# Two Second Hands?



## Stinch (Jul 9, 2008)

Anyone know what is the point of the chinese movements with 2 second hands. I've bought a fairly cheap Serkisof as a desk watch. Is it possible to just remove the sweep centre second hand?

Roger


----------



## mel (Dec 6, 2006)

Stinch said:


> Anyone know what is the point of the chinese movements with 2 second hands. I've bought a fairly cheap Serkisof as a desk watch. Is it possible to just remove the sweep centre second hand?
> 
> Roger


Can't say that I've seen one of these, but in theory I don't see why not - mind it might leave an "ugly" bit sticking up in the middle of the handset though? Sometimes come across Timex where this has been done, a 22 non sweep has been replaced with a 22 sweep movement and obviously there's no seconds hand to go onto the new movement. :yes:

Maybe someone else will offer specific advice to the Serkiwhateveritis movement:yes: :lol:


----------



## Shangas (Jan 27, 2008)

You sure it's not a stopwatch hand?


----------



## Stinch (Jul 9, 2008)

Shangas said:


> You sure it's not a stopwatch hand?


No it's definately not a stopwatch. Just has 2 second hands a small one at 6 oclock and a large sweep second hand (& they arent always in synch). Opening the pocket watch you can see they've used a wristwatch movement with a plasic spacer around it. I think it's possibly the same movement as in the cheapie GOER watch that Mel reviewed in the general watch forum.


----------



## joolz (Jan 9, 2004)

I have this Sekonda, it too has two second hands.
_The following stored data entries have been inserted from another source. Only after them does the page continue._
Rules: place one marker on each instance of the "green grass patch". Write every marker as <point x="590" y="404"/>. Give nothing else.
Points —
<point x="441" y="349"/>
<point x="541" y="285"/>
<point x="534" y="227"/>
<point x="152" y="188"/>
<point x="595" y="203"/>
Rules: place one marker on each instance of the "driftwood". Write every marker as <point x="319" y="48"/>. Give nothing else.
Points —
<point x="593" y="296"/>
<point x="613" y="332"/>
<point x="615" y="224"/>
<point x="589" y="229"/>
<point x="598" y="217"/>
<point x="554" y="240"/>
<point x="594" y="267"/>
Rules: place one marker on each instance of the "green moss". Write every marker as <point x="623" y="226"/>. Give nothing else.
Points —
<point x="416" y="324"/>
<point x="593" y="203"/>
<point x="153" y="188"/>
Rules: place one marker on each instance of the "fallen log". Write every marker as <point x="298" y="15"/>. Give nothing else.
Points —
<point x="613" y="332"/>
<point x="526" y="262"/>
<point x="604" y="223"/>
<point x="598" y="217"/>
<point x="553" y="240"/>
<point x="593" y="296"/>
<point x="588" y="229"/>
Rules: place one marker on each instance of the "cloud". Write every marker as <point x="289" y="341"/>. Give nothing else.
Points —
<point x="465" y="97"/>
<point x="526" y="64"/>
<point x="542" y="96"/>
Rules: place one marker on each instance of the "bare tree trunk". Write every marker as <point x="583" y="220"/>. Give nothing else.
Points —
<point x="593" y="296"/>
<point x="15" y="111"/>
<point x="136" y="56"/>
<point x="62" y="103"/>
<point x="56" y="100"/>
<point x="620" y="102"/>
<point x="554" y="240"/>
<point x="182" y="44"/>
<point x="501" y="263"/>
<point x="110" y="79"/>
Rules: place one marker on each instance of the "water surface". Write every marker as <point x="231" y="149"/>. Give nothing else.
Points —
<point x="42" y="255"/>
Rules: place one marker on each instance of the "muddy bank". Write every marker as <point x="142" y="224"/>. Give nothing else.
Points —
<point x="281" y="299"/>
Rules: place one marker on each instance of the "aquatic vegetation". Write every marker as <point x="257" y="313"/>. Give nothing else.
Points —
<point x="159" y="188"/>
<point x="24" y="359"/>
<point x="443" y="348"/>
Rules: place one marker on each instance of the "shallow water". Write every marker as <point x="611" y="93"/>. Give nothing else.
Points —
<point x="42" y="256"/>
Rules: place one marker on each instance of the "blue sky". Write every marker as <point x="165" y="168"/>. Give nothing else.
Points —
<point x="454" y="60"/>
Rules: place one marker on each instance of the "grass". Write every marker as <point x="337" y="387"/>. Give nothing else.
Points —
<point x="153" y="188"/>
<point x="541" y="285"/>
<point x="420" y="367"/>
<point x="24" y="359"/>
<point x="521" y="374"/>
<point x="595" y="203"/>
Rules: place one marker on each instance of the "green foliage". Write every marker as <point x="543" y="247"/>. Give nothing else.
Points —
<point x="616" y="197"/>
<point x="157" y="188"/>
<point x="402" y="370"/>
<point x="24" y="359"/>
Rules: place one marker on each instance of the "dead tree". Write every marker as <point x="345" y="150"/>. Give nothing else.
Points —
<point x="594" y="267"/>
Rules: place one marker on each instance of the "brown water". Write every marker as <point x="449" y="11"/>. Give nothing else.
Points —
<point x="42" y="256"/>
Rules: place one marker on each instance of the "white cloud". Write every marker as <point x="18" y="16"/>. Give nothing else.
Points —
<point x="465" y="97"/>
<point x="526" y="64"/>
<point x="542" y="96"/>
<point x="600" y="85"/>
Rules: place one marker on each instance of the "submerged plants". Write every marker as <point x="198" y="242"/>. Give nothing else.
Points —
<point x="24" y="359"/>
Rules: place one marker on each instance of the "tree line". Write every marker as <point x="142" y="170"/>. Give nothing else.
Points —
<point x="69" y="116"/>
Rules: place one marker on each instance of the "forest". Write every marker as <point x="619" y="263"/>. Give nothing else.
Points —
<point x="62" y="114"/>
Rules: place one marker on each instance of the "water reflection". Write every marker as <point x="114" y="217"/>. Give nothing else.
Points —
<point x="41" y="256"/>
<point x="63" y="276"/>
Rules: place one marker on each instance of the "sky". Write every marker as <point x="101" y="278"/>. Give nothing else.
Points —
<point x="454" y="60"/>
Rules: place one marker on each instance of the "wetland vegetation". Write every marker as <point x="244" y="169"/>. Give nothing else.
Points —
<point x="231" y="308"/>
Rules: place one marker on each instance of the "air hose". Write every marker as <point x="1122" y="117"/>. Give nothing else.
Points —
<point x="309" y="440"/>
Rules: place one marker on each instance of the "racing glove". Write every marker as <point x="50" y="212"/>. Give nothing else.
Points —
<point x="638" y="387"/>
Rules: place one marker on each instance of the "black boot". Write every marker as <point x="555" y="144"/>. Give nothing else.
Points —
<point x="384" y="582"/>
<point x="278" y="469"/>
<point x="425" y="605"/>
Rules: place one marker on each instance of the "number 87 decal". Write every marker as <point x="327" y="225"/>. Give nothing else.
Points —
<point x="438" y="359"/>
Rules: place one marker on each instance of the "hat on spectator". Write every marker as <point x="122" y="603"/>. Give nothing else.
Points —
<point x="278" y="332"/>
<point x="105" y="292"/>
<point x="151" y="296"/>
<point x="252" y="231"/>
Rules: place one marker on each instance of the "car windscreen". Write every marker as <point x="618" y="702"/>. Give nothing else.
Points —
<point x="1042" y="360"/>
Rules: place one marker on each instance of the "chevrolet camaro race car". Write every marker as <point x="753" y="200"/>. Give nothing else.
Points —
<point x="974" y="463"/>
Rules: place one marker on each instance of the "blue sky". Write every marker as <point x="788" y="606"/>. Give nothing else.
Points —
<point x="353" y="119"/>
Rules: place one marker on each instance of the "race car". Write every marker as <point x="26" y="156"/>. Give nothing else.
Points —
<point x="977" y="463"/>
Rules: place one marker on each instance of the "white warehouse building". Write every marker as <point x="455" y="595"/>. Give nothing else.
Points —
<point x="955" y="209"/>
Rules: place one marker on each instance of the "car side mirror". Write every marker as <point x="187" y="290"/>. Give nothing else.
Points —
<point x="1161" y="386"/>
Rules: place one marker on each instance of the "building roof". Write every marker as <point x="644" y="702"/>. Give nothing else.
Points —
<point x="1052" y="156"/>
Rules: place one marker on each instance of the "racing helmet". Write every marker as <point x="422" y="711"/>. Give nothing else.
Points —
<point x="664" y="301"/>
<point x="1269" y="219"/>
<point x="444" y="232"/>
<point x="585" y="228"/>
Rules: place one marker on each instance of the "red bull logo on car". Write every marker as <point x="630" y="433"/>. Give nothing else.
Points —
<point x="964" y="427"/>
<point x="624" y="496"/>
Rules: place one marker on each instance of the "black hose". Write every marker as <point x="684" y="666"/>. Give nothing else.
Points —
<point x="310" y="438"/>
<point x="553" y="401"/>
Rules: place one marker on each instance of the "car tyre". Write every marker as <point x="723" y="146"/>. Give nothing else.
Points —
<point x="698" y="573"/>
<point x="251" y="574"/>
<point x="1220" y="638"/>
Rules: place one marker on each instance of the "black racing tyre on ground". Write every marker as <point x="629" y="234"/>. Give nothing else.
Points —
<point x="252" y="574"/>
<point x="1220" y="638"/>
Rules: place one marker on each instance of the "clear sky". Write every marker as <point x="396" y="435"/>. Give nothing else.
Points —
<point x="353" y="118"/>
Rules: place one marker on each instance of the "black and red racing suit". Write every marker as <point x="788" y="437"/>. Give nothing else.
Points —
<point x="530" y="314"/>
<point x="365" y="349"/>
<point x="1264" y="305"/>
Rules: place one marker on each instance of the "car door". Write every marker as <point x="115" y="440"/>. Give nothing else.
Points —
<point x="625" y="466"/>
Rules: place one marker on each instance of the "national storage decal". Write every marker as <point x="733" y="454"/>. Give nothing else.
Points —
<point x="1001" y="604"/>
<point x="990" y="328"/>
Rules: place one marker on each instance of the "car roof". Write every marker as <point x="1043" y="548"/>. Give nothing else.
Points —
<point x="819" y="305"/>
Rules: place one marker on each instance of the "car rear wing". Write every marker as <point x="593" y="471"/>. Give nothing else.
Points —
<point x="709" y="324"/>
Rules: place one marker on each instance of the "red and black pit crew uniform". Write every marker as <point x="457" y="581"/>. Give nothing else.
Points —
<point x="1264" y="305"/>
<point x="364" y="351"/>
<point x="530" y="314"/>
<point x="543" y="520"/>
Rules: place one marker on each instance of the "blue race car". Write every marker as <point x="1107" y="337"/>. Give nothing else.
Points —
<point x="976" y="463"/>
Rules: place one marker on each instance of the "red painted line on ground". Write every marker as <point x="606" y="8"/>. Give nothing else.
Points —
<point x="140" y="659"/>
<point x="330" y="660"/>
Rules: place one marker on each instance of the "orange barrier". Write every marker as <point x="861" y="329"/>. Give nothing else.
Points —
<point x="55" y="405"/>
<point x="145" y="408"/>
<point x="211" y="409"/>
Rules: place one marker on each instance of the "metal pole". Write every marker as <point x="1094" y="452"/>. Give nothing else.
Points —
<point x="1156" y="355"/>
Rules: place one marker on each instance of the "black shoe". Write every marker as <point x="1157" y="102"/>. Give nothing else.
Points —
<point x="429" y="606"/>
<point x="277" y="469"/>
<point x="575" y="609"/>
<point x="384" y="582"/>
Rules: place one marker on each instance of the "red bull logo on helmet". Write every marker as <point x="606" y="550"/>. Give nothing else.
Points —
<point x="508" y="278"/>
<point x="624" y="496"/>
It used to drive me nuts as the sub dial hand was 10 seconds ahead of the other until I went inside and moved it.

It's still out but only by a second which I can live with.


----------



## ValvesRule (May 20, 2009)

Stinch,



> they aren't always in synch.


Do they run independantly? I mean, does one gain on the other?

joolz,

How are the day and date indicated? Do the rings revolve, I.E. the day photographed is Wednesday the 28th?


----------